Published May 18, 2009
Booklist editor Donna Seaman was the guest editor for the most recent issue of TriQuarterly (133). In her introduction, she begins: "My respect for the mystery implicit in creativity runs high, so I decided not to interfere with the process in my role as guest editor for this brimming issue of TriQuarterly. I did not name a theme, or assign a topic. Instead, I sought out writers who see life whole, who are curious about the interconnectivity and complexity of existence, and who care, deeply and unabashedly, about the world.

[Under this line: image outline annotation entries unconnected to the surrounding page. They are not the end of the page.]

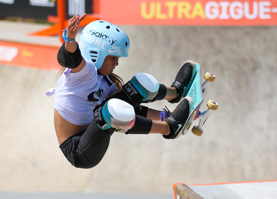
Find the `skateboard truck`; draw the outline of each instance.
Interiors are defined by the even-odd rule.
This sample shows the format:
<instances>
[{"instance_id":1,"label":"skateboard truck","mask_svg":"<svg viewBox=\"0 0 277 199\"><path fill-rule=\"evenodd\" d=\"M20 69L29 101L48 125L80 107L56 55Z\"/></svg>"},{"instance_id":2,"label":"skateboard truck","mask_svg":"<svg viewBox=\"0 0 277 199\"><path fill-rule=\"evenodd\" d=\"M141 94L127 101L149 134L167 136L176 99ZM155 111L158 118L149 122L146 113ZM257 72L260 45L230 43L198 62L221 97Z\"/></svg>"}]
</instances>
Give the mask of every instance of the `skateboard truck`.
<instances>
[{"instance_id":1,"label":"skateboard truck","mask_svg":"<svg viewBox=\"0 0 277 199\"><path fill-rule=\"evenodd\" d=\"M203 133L202 127L209 115L212 110L215 110L218 107L218 104L215 101L210 100L207 103L208 108L204 112L199 111L197 113L195 118L199 118L199 123L197 126L194 126L191 129L191 132L194 134L198 136L200 136Z\"/></svg>"},{"instance_id":2,"label":"skateboard truck","mask_svg":"<svg viewBox=\"0 0 277 199\"><path fill-rule=\"evenodd\" d=\"M216 78L216 76L212 73L207 72L205 74L205 79L206 80L202 84L202 93L204 93L210 82L212 82ZM198 112L195 117L195 119L199 118L199 123L197 126L194 126L191 129L191 132L194 134L198 136L200 136L203 133L203 129L202 127L204 125L205 122L207 120L210 115L212 110L216 110L218 107L218 104L215 101L210 100L207 103L207 106L208 108L203 112Z\"/></svg>"}]
</instances>

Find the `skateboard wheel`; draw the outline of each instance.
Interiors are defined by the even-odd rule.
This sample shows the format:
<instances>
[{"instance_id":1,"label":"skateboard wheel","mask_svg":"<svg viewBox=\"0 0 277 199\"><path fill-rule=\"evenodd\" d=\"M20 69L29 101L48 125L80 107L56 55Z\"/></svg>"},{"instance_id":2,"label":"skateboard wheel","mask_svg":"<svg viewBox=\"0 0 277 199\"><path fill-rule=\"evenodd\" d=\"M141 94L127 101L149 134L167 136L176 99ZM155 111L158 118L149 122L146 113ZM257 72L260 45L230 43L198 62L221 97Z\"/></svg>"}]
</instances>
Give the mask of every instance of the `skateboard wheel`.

When asked what I was looking for, I simply said, 'strong medicine.'"

"Good writing," she goes on, "is a tonic. The work of inquisitive, imaginative, unfettered, and courageous observers, thinkers, and dreamers provide succor. Heat and light. Food for thought and balm for pain. Lucid and compassionate literature breaks the isolating fever of the self."

Seaman has more to say on the parallels of this soul-felt medicine, introducing numerous contributors in the issue and their works, but it was her closing remark on the concept I was most comforted by, as so often, I don't find what I read so much soothing as jarring, awakening me to feelings unlike any salve should. Seaman addresses this as well: "Strong medicine may make you sick before it makes you better. Here, writers and readers alike face harsh truths about humankind's diabolical paradoxes and planet-altering endeavors. Strong medicine goads us into asking questions, articulating objections, and fueling the coalescence, let us hope, of new ways of seeing, and new ways of being."

Will my insurance cover this prescription of TriQuarterly? Oh, heck - the cover price is less than my co-pay, and no nasty side effects!